Забинтованный покорно кивнул головой, заерзал на стуле, неуклюже попытался засунуть бумажки с рисунками в свои бинты, потерпел в этих попытках поражение, горестно вздохнул, огляделся вокруг, не нашел, видимо, куда еще их пристроить, и в итоге сложил листочки на тумбочку в изголовье фофановской кровати. Фофанов было запротестовал, но посетитель быстренько встал, заковылял к выходу… «Пусть себе, — подумал Фофанов, — пусть себе уходит, а то еще пристанет снова, сумасшедший. А рисунки я ему через медсестру потом передам».

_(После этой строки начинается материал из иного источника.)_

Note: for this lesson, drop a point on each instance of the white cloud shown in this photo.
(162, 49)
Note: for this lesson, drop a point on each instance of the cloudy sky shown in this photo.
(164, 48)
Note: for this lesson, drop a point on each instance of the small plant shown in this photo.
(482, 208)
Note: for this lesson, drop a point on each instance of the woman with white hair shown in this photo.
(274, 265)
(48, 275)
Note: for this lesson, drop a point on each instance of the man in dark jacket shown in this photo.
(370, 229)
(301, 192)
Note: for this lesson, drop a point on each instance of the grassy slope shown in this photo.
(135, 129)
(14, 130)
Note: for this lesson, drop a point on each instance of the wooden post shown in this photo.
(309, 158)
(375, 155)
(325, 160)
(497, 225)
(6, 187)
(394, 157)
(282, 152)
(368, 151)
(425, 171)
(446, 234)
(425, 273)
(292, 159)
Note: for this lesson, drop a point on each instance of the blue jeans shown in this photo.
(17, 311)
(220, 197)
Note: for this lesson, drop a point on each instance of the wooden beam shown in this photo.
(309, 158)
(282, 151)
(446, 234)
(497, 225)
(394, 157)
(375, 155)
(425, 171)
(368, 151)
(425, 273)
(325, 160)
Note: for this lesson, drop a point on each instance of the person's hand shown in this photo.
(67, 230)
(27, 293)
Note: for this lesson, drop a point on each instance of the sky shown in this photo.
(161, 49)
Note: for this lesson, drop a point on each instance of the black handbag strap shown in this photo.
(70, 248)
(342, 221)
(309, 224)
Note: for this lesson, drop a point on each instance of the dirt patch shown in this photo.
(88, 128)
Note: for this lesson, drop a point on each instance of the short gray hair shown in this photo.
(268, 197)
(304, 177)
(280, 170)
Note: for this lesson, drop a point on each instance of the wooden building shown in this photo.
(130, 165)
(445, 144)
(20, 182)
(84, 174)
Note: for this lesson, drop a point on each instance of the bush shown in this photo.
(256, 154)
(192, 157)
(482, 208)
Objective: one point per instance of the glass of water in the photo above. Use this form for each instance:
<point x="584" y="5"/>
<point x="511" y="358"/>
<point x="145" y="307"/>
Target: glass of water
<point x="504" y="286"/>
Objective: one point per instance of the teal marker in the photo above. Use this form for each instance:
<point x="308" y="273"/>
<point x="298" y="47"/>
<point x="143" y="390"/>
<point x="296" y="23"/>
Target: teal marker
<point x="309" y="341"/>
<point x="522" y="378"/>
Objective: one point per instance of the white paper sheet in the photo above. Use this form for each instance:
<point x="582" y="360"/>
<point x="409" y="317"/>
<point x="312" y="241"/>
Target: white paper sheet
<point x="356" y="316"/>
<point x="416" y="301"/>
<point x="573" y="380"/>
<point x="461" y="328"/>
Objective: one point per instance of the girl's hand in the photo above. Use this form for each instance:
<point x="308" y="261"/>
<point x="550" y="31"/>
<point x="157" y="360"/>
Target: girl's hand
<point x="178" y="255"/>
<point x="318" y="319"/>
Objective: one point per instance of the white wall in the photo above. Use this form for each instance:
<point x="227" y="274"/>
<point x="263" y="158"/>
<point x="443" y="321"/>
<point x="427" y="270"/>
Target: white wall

Когда забинтованный исчез наконец за дверью, Фофанов испытал невероятное облегчение. «Можно книжку почитать, и баиньки. «Время» сегодня смотреть не буду, мне и так уже нервы потрепали, почитаю Булгакова — и на боковую». И уже извлек Фофанов книгу, как всегда, с физическим почти наслаждением представляя себе, как погрузится сейчас в очередной раз в свой любимый «Театральный роман», как в дверь опять постучали, и вошла Олечка с набором лекарств и травяным чаем на тележке. И тут же выяснилось, что передать через нее рисунки не удастся.
— Куда ваш посетитель делся? — удивилась она. — Ой, извините, поняла!
И медсестра показала головой на дверь туалета и хихикнула. Видно, ей звук какой-то почудился, оттуда идущий.
— Да нет, — чуть раздраженно сказал Фофанов. — Никого там нет. Товарищ ушел уже.
— Как ушел? Мимо поста никто не проходил.
— Так он, наверно, направо ушел, в палату свою.
— В какую палату, Григорий Ильич? У нас на этаже, кроме вас, никого нет сейчас…
— Ну, значит, вы не заметили, как он мимо вас пробрался.
Медсестра ничего не сказала, только поджала губы: дескать, зря обижаете, никто мимо меня не прошмыгнул бы, да что толку с вами спорить. Молча стала расставлять мензурки на тумбочке, потом заметила рисунки, не выдержала, сказала:
— Ой, как здорово вы рисуете, Григорий Ильич!
Фофанов покосился на оставленные забинтованным листы, пробормотал:
— Да нет, куда там… я и круга-то ровного начертить не способен… Не то что такое…
— Ой, а кто же тогда так рисует? В семье вашей кто-то?